Eğer bu belge CHP Genel Başkanı Kemal Kılıçtaroğlu'na verilseydi: “Kemal Kılıçtaroğlu ülkemizin ilk ve köklü partisi olan CHP'nin Genel Başkanıdır. Bu hassasiyeti gözeterek genel başkanımıza “Fahri Malatyalılık” belgesini veren Malatya Büyükşehir Belediyesi Başkanı Selahattin Gürkan'a, bu naifliğinden ötürü teşekkür ederim

Veya

Eğer bu belge İstanbul Büyükşehir Belediyesi başkanı Ekrem İmamoğlu'na verilseydi: “Sayın Ekrem İmamoğlu, İstanbul gibi metropol bir ilimizde iki defa üst üste seçim kazanmış ve 15 milyon İstanbullu'nun gönlünde taht kurmuş bir kişidir. İstanbul'da yaşayan 1 milyona yakın Malatyalı'nın İstanbul Büyükşehir Belediyesi'yle olan ilişkilerini devam ettirmek adına verilen “Fahri Malatyalı”lık beraatı sayın Selahattin Gürkan'ın ince bir düşüncesi olmakla birlikte, tüm Malatyalıların ali menfaatine olmuştur

Sözleriyle mezkur isimleri savunacağına inandığım Veli Ağbaba, “Fahri Malatyalılık” belgesi AK Parti'ye yakın bir isim olunca şu şekilde twit attı:

 “AKP'nin yandaş işadamı Ethem Sancak'a bir telefonla Fahri Hemşehrilik Beratı verilmesi Malatya için bir utançtır. Fahri Hemşehrilik istisnai bir durum olup, her önüne gelene verilmez. Malatya Büyükşehir Belediye meclisi otobüs pasosu verir gibi ,maç bileti dağıtır gibi hemşehrilik beratı dağıtamaz/dağıtmamalıdır. Malatyalılık parayla satılmadığı gibi önüne gelen her cüzdanı kalına , üstelik de tüm Türkiye'de tartışılan birine verilmemelidir. Bu kararı alan meclis üyelerine sormak gerekir; Ethem Sancak hangi özelliğiyle Malatya'ya hemşehri olmuştur? Ethem Sancak'la hemşehri olmak Malatyalılar için olsa olsa züldür” diyen Ağbaba, “Bu karar Malatyalılar için yok hükmündedir. Hemşehrilik asla kabul edilmeyecektir. Malatyalı olmak bir telefonun ucundaysa, bu kararın altına imza atanlara da yazıklar olsun. Hemşehrilik kültürünü en iyi bilmesi gereken kentin yerel yöneticileridir, meclis üyeleridir. Ethem Sancak Malatya'ya fahri hemşehri olduysa bu ‘onur' da Malatya Büyükşehir Belediyesi'ne yeter!

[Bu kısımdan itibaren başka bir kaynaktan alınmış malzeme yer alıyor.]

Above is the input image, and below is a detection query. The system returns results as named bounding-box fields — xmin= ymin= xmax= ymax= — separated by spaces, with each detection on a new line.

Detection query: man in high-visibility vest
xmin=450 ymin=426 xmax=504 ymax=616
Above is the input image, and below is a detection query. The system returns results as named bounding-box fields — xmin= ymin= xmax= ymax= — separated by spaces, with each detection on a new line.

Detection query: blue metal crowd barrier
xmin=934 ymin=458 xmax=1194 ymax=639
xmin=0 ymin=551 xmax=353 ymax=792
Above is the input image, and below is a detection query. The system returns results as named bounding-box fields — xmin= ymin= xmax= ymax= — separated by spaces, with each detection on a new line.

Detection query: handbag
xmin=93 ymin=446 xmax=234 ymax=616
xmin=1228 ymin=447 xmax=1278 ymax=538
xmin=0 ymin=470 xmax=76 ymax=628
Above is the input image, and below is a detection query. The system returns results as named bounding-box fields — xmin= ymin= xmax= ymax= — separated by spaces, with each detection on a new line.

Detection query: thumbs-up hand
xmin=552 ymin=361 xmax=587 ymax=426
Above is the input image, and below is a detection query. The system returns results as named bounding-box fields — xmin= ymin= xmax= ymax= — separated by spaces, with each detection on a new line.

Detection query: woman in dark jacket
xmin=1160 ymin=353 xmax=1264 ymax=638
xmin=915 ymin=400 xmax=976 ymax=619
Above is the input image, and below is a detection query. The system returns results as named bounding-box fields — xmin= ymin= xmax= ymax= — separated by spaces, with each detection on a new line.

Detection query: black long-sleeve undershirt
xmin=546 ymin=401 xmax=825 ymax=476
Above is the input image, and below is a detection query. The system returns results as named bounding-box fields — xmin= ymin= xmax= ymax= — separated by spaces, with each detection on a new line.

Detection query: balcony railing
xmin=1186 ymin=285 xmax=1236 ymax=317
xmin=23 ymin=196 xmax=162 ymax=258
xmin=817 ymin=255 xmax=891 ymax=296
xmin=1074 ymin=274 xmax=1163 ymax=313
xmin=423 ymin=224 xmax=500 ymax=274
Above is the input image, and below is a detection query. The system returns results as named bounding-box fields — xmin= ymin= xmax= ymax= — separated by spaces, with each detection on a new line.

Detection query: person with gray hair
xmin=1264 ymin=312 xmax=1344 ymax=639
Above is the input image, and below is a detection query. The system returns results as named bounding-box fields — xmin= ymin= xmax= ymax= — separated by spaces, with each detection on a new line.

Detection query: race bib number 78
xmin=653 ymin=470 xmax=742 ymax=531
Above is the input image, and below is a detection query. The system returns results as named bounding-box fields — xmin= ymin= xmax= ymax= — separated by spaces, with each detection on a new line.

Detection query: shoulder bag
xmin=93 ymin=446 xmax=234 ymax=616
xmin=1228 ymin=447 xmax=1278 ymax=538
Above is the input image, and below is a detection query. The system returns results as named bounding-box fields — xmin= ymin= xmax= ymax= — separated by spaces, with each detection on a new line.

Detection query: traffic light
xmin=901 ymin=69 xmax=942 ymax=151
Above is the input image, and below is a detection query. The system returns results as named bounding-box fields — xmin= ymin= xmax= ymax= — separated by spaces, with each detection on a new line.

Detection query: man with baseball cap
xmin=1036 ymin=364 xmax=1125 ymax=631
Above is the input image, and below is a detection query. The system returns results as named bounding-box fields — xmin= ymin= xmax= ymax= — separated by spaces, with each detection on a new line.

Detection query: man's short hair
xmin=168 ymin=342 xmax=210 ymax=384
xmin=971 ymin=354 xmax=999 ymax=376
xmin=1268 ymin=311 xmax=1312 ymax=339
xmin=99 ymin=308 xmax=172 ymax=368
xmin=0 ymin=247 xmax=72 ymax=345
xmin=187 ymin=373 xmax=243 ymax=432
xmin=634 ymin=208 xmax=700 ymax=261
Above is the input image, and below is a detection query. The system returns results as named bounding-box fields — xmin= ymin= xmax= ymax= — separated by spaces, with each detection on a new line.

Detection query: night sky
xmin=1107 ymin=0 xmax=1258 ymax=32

Sayın Ağbaba, verip-veriştirmeden önce bu beratın niçin verildiğini bir araştırın derim ben. Mesela Ethem Sancak'ın, İnönü Üniversitesi Turgut Özal Tıp merkezine kazandırılması planlanan “Onkoloji hastanesi” için maddi destek sağlamak ve sağlattırmak adına ciddi gayretleri bulunuyor.

Yanınızda yörenizde kimler varsa onlardan bir öğrenin konuyu derim ben….

İSMAİL KAPAN, ÇARŞAMBA SOHBETLERİ”NİN KONUĞUYDU 


Geçtiğimiz hafta “Çarşamba sohbetleri” kapsamında röportaj yaptığım Türkiye Gazetesi Genel Yayın Yönetmeni İsmail Kapan'ın hayatı bir gazeteci olarak benim için bir tez özelliği taşıyor. Bu tezden edindiğim bilgi ise, inanç, azim, gayret ve tevekküldür. Bu röportajın çoğu meslektaşımın hayatına ışık tutacağına inancım tamdır. İşte Üstadımız diye tasnif ettiğim İsmail Kapan ile ilgili tespitlerim:

  • Zorlu süreçlerin sabırla geçeceğine inandığından, mesleki hayatının en sıkıntılı dönemlerinde bile göğüs germiş.

  • Düşünerek ve ağzından çıkan kelimenin nereye gideceğini hesap ederek konuşuyor.

  • Malatya'nın bir cazibe merkezi olmasını çok arzu ediyor.

  • Her iki üniversiteden de Malatya için çok şey bekliyor…

 1_976 

YUKARIDAKİ FOTOĞRAFA İKİ YORUM

 Geçtiğimiz günlerde Malatya Time haber sitemizde bir haber yayınlamıştık. İyi Parti İl Başkanlığı'ndaki devir teslimle ilgili haberimizde kullandığımız fotoğraf, geçtiğimiz günlerde bir arkadaşım tarafından şöyle yorumlandı: 

Bu fotoğraftaki iki kişiyi de tanımıyorum. Fotoğrafı gördüğümde haberin başlığına da baktım. Bir devir teslimden ziyade, kavga eden iki kişiyi önce ayırmışlar sonra da barışmaları için zorlamışlar.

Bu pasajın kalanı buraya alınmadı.